Teachers and families across the country are facing a new reality of providing opportunities for students to do science through distance and home learning. The Daily Do is one of the ways NSTA is supporting teachers and families with this endeavor. Each weekday, NSTA will share a sensemaking task teachers and families can use to engage their students in authentic, relevant science learning. We encourage families to make time for family science learning (science is a social process!) and are dedicated to helping students and their families find balance between learning science and the day-to-day responsibilities they have to stay healthy and safe.
Interested in learning about other ways NSTA is supporting teachers and families? Visit the NSTA homepage.
Sensemaking is actively trying to figure out how the world works (science) or how to design solutions to problems (engineering). Students do science and engineering through the science and engineering practices. Engaging in these practices necessitates that students be part of a learning community to be able to share ideas, evaluate competing ideas, give and receive critique, and reach consensus. Whether this community of learners is made up of classmates or family members, students and adults build and refine science and engineering knowledge together.

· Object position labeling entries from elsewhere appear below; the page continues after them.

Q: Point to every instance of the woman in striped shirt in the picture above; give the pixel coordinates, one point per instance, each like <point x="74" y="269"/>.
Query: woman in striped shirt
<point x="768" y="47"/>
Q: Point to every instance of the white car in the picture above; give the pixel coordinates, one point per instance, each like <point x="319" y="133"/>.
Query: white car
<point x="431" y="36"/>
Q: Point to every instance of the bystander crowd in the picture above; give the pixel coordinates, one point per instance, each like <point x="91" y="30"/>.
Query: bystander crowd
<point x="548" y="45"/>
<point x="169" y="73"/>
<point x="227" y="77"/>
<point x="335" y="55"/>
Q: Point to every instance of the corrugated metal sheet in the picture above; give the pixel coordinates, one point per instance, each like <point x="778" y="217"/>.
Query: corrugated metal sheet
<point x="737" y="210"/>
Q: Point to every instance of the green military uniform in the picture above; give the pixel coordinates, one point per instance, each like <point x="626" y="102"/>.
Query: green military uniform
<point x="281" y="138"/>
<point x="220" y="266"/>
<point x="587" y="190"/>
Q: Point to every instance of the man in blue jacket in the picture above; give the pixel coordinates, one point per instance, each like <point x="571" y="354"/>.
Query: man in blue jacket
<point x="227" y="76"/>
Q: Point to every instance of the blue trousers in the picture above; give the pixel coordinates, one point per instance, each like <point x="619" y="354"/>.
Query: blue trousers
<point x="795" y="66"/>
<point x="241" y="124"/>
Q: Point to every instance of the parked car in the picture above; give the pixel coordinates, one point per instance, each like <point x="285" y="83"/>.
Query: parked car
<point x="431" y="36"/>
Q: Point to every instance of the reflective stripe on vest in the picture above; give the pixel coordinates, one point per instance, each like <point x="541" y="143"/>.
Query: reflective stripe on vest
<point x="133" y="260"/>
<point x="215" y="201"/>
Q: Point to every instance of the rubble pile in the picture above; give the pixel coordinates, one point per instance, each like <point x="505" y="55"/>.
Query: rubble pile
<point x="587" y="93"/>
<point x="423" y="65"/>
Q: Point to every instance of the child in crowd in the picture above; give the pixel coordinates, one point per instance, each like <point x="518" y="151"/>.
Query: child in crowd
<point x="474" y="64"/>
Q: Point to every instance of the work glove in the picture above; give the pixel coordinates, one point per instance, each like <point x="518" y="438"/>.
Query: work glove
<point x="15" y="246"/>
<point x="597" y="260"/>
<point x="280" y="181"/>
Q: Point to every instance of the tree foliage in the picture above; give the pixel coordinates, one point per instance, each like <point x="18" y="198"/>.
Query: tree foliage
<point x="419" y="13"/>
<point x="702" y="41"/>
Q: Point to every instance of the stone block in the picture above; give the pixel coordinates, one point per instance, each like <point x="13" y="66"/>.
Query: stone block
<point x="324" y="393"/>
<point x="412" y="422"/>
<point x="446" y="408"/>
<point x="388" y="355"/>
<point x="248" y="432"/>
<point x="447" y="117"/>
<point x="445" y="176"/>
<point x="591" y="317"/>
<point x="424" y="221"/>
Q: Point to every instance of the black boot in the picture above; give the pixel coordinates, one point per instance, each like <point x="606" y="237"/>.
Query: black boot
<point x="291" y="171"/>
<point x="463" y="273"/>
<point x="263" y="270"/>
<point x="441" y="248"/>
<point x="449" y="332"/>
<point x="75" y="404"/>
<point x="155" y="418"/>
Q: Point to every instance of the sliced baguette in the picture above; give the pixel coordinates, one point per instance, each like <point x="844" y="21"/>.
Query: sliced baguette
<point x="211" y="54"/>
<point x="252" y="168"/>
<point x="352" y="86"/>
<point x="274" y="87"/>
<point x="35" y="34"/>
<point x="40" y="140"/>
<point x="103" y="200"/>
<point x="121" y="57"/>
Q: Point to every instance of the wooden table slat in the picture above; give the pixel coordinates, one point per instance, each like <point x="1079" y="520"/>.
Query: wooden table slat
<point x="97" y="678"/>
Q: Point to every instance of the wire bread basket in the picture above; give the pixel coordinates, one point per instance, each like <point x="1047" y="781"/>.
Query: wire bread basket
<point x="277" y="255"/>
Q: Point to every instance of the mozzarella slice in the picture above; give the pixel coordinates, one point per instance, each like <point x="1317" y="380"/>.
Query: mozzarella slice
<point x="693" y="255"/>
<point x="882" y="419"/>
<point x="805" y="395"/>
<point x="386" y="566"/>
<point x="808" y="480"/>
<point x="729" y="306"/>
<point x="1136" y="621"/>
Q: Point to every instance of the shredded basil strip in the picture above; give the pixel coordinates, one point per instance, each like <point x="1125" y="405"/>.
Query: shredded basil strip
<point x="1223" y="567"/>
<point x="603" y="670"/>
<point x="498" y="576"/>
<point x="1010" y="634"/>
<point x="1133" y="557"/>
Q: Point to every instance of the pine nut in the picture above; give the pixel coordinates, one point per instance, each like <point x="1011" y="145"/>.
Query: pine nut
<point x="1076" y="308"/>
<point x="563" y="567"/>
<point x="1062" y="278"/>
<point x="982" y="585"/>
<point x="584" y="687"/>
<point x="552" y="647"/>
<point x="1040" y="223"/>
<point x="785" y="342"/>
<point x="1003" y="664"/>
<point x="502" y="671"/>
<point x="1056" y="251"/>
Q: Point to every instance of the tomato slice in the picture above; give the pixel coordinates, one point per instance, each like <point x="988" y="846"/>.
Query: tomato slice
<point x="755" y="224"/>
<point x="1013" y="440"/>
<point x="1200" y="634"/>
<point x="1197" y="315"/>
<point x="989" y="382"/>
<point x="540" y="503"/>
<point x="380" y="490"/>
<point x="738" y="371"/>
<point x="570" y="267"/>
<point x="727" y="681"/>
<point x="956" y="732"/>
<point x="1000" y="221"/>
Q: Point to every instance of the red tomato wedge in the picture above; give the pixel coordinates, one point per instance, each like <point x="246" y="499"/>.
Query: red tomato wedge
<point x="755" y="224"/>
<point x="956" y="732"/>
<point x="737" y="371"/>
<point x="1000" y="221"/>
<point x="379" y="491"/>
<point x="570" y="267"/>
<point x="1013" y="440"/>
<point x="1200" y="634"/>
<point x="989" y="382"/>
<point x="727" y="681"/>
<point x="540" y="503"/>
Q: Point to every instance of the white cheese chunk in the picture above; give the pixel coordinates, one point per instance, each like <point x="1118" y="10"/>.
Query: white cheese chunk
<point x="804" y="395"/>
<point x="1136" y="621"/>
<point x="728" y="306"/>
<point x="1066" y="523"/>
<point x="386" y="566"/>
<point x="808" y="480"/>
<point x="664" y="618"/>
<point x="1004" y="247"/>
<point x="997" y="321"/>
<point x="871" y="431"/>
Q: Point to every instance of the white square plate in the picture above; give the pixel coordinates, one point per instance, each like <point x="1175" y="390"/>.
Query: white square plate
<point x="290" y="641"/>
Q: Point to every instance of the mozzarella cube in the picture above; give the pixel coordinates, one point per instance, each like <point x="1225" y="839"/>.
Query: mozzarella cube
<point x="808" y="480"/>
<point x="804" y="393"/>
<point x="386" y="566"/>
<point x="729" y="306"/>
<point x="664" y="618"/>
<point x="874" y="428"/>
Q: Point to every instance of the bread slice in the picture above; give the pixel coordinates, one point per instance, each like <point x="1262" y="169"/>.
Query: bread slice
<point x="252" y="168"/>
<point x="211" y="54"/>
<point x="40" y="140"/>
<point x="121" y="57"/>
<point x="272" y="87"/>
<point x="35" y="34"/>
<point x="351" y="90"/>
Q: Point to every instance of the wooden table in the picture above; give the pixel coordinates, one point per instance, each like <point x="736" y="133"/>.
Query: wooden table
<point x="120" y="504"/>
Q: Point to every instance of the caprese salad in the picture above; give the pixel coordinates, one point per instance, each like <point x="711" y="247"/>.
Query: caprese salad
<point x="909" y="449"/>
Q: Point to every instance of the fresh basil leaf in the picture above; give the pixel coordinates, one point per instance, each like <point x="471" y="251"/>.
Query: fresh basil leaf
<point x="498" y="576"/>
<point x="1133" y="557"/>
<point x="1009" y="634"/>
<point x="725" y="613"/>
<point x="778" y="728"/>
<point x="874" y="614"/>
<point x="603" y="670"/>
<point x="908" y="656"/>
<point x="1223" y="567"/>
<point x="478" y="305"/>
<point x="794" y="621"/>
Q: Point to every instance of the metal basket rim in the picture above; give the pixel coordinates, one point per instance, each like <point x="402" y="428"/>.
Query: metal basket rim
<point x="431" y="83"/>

High school students, as scientists, work with their group to choose an indicator and create a computer program that will use AI to monitor astronaut health. Students use systems thinking to explain how different vital signs provide information about the functioning of (sub)systems that make up the whole-body system. With their groups, students revise and use a program that uses dialogue (input and output), data storage, and calculations to track a single vital sign in real-time and over time.